The observations reported here extend this theory to the territorial assignment of “illusory” brightnesses as a consequence of adjoining edges (O’Brien, 1959; Craik, 1966; Cornsweet, 1970;Kingdom and Moulden, 1988). As we have shown, these phenomena can also be explained in terms of the relative probabilities of the possible sources of the stimulus. Like the standard illusions of simultaneous brightness and Mach bands, such “misperceptions” are the signature of an extraordinarily powerful strategy of vision: by eliciting percepts that represent the sources of inevitably ambiguous visual stimuli in this probabilistic manner, the observer will always have the best chance of responding to the stimulus with successful visually guided behavior.

Relation to filling in

Various other phenomena have been described in which territorial qualities are misperceived; therefore, it is of interest to consider whether any or all of these manifestations of “filling in” might be explained in the same probabilistic manner as the Cornsweet effect. Thus an object can disappear from perception and be replaced with the quality of the background despite its continued presence (Troxler, 1804), whereas actual discontinuities or anomalies in a pattern are often invisible [see, for example, Heckenmueller (1965) and Ramachandran (1992a)]. The most thoroughly studied of these phenomena is the physiological blind spot arising from the absence of photoreceptors overlying the optic nerve head (von Helmholtz, 1924; Lettvin, 1976; Andrews and Campbell, 1991;Ramachandran, 1992a,b). Other physiological elisions of retinal information are the foveal blind spot in dim light (because of the absence of foveal rods), the invisibility of small blue stimuli in central vision (because of the paucity of short wavelength-sensitive cones in the foveola), and the invisibility of the shadows cast by retinal blood vessels.

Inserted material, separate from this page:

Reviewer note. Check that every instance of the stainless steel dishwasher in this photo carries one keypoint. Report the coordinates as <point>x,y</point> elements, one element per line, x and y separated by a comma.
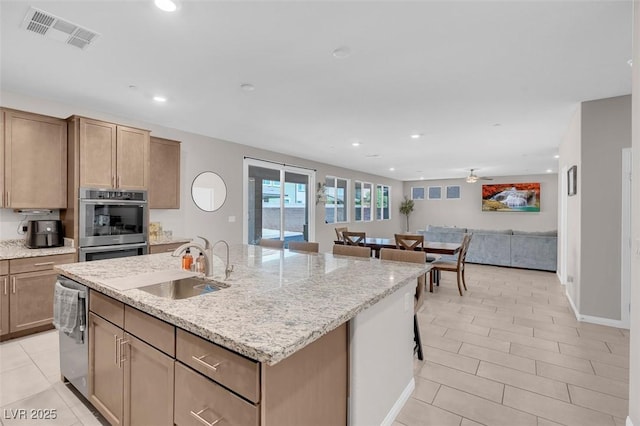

In each of these cases, the qualities of the surrounding region of visual space are assigned to the missing, unobserved, or anomalous area of the field. Although a discussion of such a wide array of phenomena is beyond the scope of this article, these effects may all be explainable in terms similar to those that we have used here to account for territorial filling in based on the characteristics of particular edges (as indeed the scope of the theory that we are proposing requires; see above). This suggestion runs counter to the widely held view that filling in missing visual information relies on surrogate activity in the relevant regions of the visual cortex, stimulated by the responses of adjacent neurons and conveyed to the deprived region by lateral cortical connections (Fiorani et al., 1992;Gilbert and Wiesel, 1992; Pettet and Gilbert, 1992; Ramachandran et al., 1993; Murakami, 1995) (an idea similar in principle to the influence of lateral retinal interactions long used to explain simultaneous brightness contrast and Mach bands). The results we describe make this interpretation suspect, at least as a general explanation of filling in. In none of our examples could the brightness values assigned to the territories that are filled in derive in any simple way from the luminances of the topographically adjacent regions of visual space.

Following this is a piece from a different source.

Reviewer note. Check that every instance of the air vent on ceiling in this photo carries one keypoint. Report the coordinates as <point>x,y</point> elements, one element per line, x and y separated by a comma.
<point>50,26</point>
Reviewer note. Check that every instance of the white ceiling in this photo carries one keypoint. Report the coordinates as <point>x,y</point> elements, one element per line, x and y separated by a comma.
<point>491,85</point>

Relation to other theories

Because a number of other investigators have recently explored how the perception of light intensity is influenced by the wealth of information in visual scenes, it is important to distinguish our theory from related ideas about the perception of surface qualities and the way that the visual system might compute them (Knill and Kersten, 1991; Adelson, 1993; Buckley et al., 1994; Freeman, 1994;Pessoa et al., 1996; Wishart et al., 1997).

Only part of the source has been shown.